As I understand, I think your design is not different from f2fs.
The checkpoint in f2fs is used for the start of power-off-recovery,
which contains current active segment numbers for six logs.
And each direct node block including inode blocks contains the next log
pointer (i.e., block address) in order to support roll-forward.
I think this feature is also a kind of journaling inodes described by
you, which means that f2fs does not need to update the CP area whenever
inode is written or even if fsync is called.
>
> > +Index Structure
> > +---------------
> > +
> > +The key data structure to manage the data locations is a "node". As similar as
> > +traditional file structures, F2FS has three types of node: inode, direct node,
> > +indirect node. F2FS assigns 4KB to an inode block where contains 929 data block
> > +indices, two direct node pointers, two indirect node pointers, and one double
> > +indirect node pointer as described below. One direct node block contains 1018
> > +data blocks, and one indirect node block contains also 1018 node blocks. Thus,
> > +One inode block (i.e., a file) covers:
> > + 4KB * (929 + 2 * 1018 + 2 * 1018 * 1018 + 1018 * 1018 * 1018) := 3.94TB.
> > +
> > + Inode block (4KB)
> > + |- data (929)
> > + |- direct node (2)
> > + | `- data (1018)
> > + |- indirect node (2)
> > + | `- direct node (1018)
> > + | `- data (1018)
> > + `- triple indirect node (1)
> > + `- indirect node (1018)
> > + `- direct node (1018)
> > + `- data (1018)
>
> You use two different naming schemes here: you call the last-level indirect
> block the "double indirect" node pointer in the text, but the "triple
> indirect" node pointer in the illustration.
Stefan pointed out before. :)
I'll change this.
> > +Note that, all the node blocks are mapped by NAT, which means the location of
> > +each node is translated by the NAT table.
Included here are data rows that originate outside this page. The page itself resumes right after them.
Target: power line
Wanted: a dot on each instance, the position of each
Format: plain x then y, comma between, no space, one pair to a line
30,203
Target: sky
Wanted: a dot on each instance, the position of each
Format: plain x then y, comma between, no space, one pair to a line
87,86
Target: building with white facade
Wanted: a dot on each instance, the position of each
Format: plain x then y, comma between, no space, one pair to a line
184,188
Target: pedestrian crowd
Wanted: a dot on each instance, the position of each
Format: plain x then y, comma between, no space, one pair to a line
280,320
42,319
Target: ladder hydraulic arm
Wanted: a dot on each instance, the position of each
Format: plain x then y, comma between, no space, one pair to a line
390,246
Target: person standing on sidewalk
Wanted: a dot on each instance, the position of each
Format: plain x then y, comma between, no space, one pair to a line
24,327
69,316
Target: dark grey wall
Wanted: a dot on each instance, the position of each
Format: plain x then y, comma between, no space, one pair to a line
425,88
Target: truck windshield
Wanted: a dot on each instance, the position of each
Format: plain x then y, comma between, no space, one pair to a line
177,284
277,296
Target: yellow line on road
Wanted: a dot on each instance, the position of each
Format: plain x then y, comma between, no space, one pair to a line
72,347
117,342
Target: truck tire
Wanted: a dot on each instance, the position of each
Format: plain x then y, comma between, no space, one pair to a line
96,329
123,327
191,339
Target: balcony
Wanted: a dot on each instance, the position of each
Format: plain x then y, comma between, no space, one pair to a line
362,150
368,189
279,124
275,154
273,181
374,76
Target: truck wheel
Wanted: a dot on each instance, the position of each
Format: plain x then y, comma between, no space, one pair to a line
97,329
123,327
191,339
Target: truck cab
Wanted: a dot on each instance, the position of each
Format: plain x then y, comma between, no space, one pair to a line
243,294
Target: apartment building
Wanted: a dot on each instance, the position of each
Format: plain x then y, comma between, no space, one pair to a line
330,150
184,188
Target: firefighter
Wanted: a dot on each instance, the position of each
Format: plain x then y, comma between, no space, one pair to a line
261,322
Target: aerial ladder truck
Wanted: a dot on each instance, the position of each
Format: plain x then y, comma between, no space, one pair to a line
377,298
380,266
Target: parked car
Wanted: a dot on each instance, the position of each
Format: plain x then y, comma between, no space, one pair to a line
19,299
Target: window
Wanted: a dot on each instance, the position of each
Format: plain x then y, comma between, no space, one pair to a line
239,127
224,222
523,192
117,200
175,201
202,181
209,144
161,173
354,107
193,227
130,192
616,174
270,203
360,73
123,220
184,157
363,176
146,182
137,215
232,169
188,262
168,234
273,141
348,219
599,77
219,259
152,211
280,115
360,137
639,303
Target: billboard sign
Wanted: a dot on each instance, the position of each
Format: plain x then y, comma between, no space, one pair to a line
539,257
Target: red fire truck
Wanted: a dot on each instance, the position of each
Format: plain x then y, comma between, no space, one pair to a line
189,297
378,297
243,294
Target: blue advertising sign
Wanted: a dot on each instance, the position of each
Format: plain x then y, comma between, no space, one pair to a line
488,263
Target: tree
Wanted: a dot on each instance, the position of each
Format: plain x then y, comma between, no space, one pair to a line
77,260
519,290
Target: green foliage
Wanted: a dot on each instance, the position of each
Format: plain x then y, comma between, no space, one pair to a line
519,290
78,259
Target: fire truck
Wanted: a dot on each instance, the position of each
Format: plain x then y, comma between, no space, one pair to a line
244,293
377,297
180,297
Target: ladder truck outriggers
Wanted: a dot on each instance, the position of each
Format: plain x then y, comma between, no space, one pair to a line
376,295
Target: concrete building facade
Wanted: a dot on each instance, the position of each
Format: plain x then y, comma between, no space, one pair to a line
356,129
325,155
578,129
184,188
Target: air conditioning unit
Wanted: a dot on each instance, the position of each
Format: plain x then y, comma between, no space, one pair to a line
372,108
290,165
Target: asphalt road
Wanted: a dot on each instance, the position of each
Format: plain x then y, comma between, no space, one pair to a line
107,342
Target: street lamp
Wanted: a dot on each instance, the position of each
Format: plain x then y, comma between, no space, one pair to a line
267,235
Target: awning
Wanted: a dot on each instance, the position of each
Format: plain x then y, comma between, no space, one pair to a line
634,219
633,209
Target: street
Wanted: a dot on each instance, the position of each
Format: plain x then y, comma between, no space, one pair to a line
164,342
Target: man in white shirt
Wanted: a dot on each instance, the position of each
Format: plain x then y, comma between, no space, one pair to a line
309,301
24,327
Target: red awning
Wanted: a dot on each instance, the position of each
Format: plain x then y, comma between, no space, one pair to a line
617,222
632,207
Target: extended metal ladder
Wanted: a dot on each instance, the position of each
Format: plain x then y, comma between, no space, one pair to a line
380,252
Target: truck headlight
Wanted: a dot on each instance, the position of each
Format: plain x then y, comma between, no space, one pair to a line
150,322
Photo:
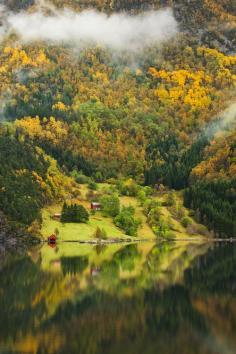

In the consideration of the wandering
> > +tree problem, F2FS is able to cut off the propagation of node updates caused by
> > +leaf data writes.
>
> Ah, that is very clever!
>
> My solution to the same problem was to have a gigantic fan-out in the inode
> in order to only ever need one level of indirection:
>
> * I make the cluster that is addressed by a pointer larger than 4k by
> aligning it to e.g. the flash page size, typically 16KB to 64KB.
> * in a 64KB inode, you can fit some 16000 pointers
> * each pointer then points to a cluster of that size, so you get up to
> 64KB * 16000 = 1GB file size with this method on 64 KB clusters, or
> 16KB * 4000 = 64 MB file size on 16 KB clusters, or just under 4 MB
> file size on 4 KB clusters.
> * To allow larger files, a flag in the inode signifies that the pointers
> address entire segments instead of clusters, which allows files up
> to the partition size even with 4 KB clusters on most media (erase block
> size is usually coupled to drive size)
>
IMHO, it's an interesting approach to eliminate the indirection.
It seems to adopt large block size and an extent approach in a hybrid
manner.
> To compare the two approaches:
>
> + f2fs does not need a clever algorithm to determine when to pick a
> segment indirect layout over a cluster indirect, and does not need
> to copy data when a file grows over the cut-off
> + f2fs does not waste an average of half a segment for large files.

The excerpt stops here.